The full lineage of the DeepSeek VL line, newest first. Every version has its own page — click any to compare specs, benchmarks and pricing.

VersionReleasedContextLicense
DeepSeek-VL2current2024-12-13Open weights
DeepSeek-VL2024-03Open weights

FAQ

What is DeepSeek-VL?

DeepSeek-VL is DeepSeek's first open-weight vision-language model series, released in March 2024. It pairs a dense DeepSeek-LLM language backbone with a hybrid vision encoder (SigLIP-L plus SAM-B) so it can understand images, documents, OCR text and charts. It ships in two sizes — 1.3B and 7B — each with a Base and an instruction-tuned Chat checkpoint.

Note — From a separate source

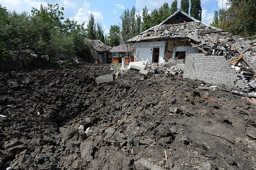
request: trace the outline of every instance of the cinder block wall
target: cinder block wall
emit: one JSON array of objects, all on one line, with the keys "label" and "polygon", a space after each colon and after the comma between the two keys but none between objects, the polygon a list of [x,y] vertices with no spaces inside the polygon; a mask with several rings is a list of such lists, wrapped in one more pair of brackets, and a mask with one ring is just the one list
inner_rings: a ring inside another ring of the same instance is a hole
[{"label": "cinder block wall", "polygon": [[198,53],[186,55],[184,78],[197,79],[214,85],[221,83],[228,90],[246,91],[248,84],[239,80],[239,75],[223,56],[207,56]]}]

What sizes and variants does DeepSeek-VL come in?

Four checkpoints across two sizes: deepseek-vl-1.3b-base, deepseek-vl-1.3b-chat, deepseek-vl-7b-base and deepseek-vl-7b-chat. The 1.3B models are built on DeepSeek-LLM-1B and the 7B models on DeepSeek-LLM-7B. Base models are pretrained foundations; Chat models are instruction-tuned for conversational multimodal use.

Is DeepSeek-VL open source and free for commercial use?

The weights are published on Hugging Face under the DeepSeek Model License, which permits commercial use, and the inference code is released under the MIT license. You can download and self-host all four checkpoints, or run them through third-party hosts such as Replicate. There is no first-party per-token DeepSeek API for the VL line.

How does DeepSeek-VL compare to DeepSeek-VL2?

DeepSeek-VL (March 2024) is the original dense series with a hybrid SigLIP-L + SAM-B encoder. DeepSeek-VL2 (December 2024) replaced the dense backbone with a sparse Mixture-of-Experts (DeepSeekMoE with Multi-head Latent Attention) and added a dynamic tiling vision encoder, delivering substantially stronger OCR, document and chart accuracy while activating only a fraction of its weights per token. VL2 supersedes this original line.